Семь дней скорбел Сасун.
Умерли Давид и Хандут. А вам и детям вашим долго жить приказали.
Ветвь Четвёртая. Мгер Младший
Пусть будет добром помянут сасунский Младший Мгер!
Мы добрым словом помянем верную Гоар-Ханум!
Пусть будет добром помянут вещий Кери-Торос!
Пусть будет добром помянут добрый Горлан Оган
И тот, кто Младшего Мгера деянья поведал нам!
Ныне пред нами раскинулась Младшего Мгера ветвь.
Часть первая
Мгер оплакивает смерть отца
В тот день, когда Давид и Хандут скончались, их сын Мгер находился в Капуткохе.
Весть о кончине родителей до него не дошла. Вместе с сорока неженатыми юношами и сорока молодыми девушками он пировал, семилетнее вино пил, чтобы боль от проклятья отцовского заглушить.
Вачо Марджо нарочно держал его в неведении. Он так рассуждал: «Пусть Мгер позабудет отца своего и родной Сасун, пусть останется у нас навсегда и превратится в мощный оплот нашей страны!»
Некоторое время спустя Чымшкик-султан прислала из Хлата Кери-Торосу письмо:
Отцы города Сасуна! Не миновать мне с вами сражаться. Ваш Давид со мной обручился, мы с ним кольцами обменялись, но он меня обманул и в жены себе взял другую. Давида за клятвопреступление я убила, Сасун обложила данью. Согласны платить мне дань? Тогда платите! А не то я пойду на Сасун войной, землю вашу и камни кровью обагрю и с собой унесу.
Прочел письмо Кери-Торос, созвал отцов города, посоветовался с ними и такие слова сказал:
– Чымшкик-султан пойдет войной на Сасун, землю нашу и камни кровью обагрит. Давайте пошлем людей к Давидову тестю, Мгера у него возьмем и приведем в Сасун, чтобы он за отца отомстил и стал своего края правителем, – тогда у Сасуна будет защитник.
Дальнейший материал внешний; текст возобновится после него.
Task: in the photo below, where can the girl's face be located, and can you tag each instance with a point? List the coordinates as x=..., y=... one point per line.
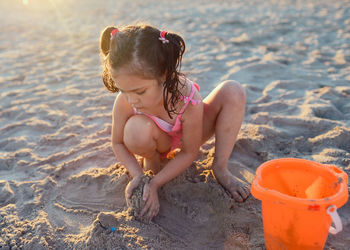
x=141, y=93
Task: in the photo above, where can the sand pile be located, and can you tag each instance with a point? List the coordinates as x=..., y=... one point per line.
x=61, y=186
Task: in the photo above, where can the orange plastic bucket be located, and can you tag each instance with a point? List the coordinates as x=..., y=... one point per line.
x=299, y=200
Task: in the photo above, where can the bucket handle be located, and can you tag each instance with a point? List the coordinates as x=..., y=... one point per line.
x=332, y=211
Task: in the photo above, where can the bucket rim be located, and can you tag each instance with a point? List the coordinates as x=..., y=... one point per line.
x=265, y=194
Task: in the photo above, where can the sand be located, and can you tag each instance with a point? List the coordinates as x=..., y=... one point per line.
x=61, y=186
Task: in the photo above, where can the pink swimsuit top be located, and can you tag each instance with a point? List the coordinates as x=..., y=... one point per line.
x=175, y=131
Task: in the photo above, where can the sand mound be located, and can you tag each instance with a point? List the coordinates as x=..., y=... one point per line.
x=61, y=186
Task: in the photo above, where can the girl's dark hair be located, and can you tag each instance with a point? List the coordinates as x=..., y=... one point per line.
x=138, y=48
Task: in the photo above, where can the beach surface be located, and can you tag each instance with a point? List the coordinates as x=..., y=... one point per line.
x=61, y=187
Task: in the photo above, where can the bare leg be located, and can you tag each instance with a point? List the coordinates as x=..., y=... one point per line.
x=223, y=115
x=144, y=138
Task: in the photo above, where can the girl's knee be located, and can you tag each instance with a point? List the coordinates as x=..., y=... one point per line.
x=138, y=133
x=233, y=91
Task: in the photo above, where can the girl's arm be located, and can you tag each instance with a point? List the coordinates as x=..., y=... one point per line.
x=121, y=113
x=192, y=124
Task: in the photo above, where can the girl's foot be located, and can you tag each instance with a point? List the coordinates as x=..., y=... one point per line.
x=238, y=189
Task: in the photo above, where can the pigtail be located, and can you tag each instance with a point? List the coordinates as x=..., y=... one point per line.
x=105, y=47
x=174, y=51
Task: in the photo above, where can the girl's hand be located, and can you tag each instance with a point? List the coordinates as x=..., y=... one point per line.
x=131, y=185
x=150, y=196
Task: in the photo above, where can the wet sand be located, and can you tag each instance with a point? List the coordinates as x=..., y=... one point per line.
x=61, y=185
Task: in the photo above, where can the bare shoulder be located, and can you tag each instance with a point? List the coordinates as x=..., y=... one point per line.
x=187, y=88
x=121, y=107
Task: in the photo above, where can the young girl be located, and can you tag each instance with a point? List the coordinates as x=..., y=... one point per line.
x=158, y=110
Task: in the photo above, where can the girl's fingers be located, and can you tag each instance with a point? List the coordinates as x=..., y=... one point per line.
x=145, y=192
x=147, y=206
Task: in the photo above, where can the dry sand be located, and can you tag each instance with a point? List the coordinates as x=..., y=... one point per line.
x=61, y=186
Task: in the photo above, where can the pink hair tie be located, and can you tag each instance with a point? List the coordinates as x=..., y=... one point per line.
x=113, y=32
x=162, y=37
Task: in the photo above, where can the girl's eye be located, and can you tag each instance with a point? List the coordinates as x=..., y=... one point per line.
x=140, y=93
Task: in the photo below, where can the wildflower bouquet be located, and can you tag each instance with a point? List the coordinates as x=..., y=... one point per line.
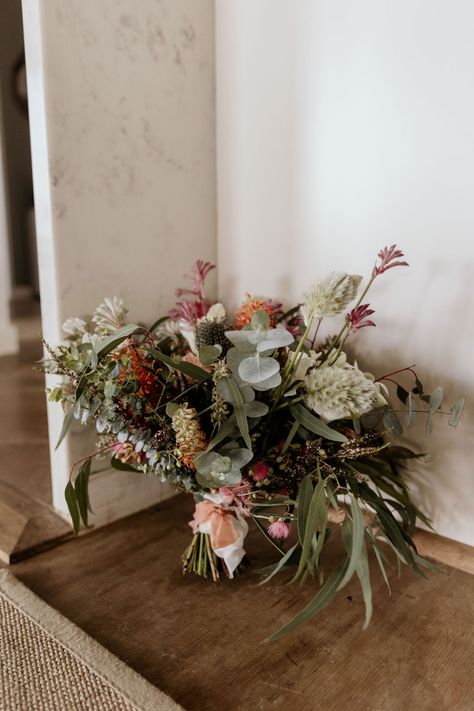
x=261, y=420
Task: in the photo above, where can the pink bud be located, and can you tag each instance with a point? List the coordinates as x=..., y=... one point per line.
x=279, y=529
x=358, y=317
x=260, y=471
x=387, y=255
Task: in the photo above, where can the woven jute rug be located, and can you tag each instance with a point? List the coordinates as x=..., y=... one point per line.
x=49, y=664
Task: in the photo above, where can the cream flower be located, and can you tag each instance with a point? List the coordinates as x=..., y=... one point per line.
x=109, y=316
x=330, y=296
x=74, y=328
x=335, y=392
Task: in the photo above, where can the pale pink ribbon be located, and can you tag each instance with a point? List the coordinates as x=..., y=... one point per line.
x=222, y=523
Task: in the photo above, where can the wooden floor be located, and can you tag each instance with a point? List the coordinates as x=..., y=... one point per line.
x=27, y=520
x=202, y=643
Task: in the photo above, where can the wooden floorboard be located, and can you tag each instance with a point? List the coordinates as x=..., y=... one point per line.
x=202, y=642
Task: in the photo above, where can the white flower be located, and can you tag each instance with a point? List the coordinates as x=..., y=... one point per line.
x=109, y=316
x=74, y=328
x=330, y=296
x=339, y=391
x=215, y=313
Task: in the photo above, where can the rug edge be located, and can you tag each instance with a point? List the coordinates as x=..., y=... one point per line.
x=113, y=670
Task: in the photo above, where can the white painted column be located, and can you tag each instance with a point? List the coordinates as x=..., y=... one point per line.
x=8, y=332
x=344, y=126
x=121, y=101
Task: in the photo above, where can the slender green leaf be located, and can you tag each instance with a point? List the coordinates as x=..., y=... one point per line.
x=239, y=409
x=389, y=523
x=304, y=501
x=315, y=425
x=436, y=399
x=71, y=501
x=318, y=603
x=291, y=434
x=67, y=422
x=356, y=532
x=410, y=415
x=123, y=466
x=107, y=345
x=456, y=412
x=189, y=369
x=224, y=430
x=392, y=423
x=381, y=565
x=428, y=564
x=402, y=394
x=280, y=565
x=316, y=521
x=157, y=323
x=209, y=354
x=363, y=573
x=81, y=487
Кери-Торос и Горлан Оган взяли с собой семь буйволовых шкур, отправились в Капуткох, пришли к Вачо Марджо и сказали:
– Тут у вас живет мальчик, сын нашего родича. Где он?
– Он умер, – отвечал им Вачо Марджо.
Вачо солгал. Мгера он спрятал за семью воротами, у каждых ворот стражу поставил, по его велению все время били бубны и звучали зурны, чтобы Мгер не услышал голос своего рода и не вышел на свет Божий. Вачо Марджо недаром так им дорожил: Мгер, словно крепость, охранял Капуткох, не давал врагам близко к нему подойти.
– Умер? – переспросил Кери-Торос.
– Ей-Богу, умер! – поклялся Вачо Марджо.
– У наших покойников есть примета, – сказал Кери-Торос. – Рост годовалого сасунца равен десяти алепским кангунам, рост двухгодовалого равен двадцати алепским кангунам. Каждый год сасунец прибавляется в росте на десять кангунов. Мы сразу отличим могилы наших соотчичей.
Пошли они на кладбище, смотрят: нет ни одной подходящей по размеру могилы. Тогда Горлан Оган сказал:
– А ну, Вачо Марджо, говори: где ты прячешь нашего родича? Лучше скажи, а не то я так заору, что все ваши беременные женщины со страху выкинут, все ваши коровы выкинут, все ваши буйволицы выкинут, все кобылы ваши выкинут, все ваши старики и старухи со страху помрут. Не бери ты греха на душу, отдай добром нашего мальчика, а мы его домой отвезем.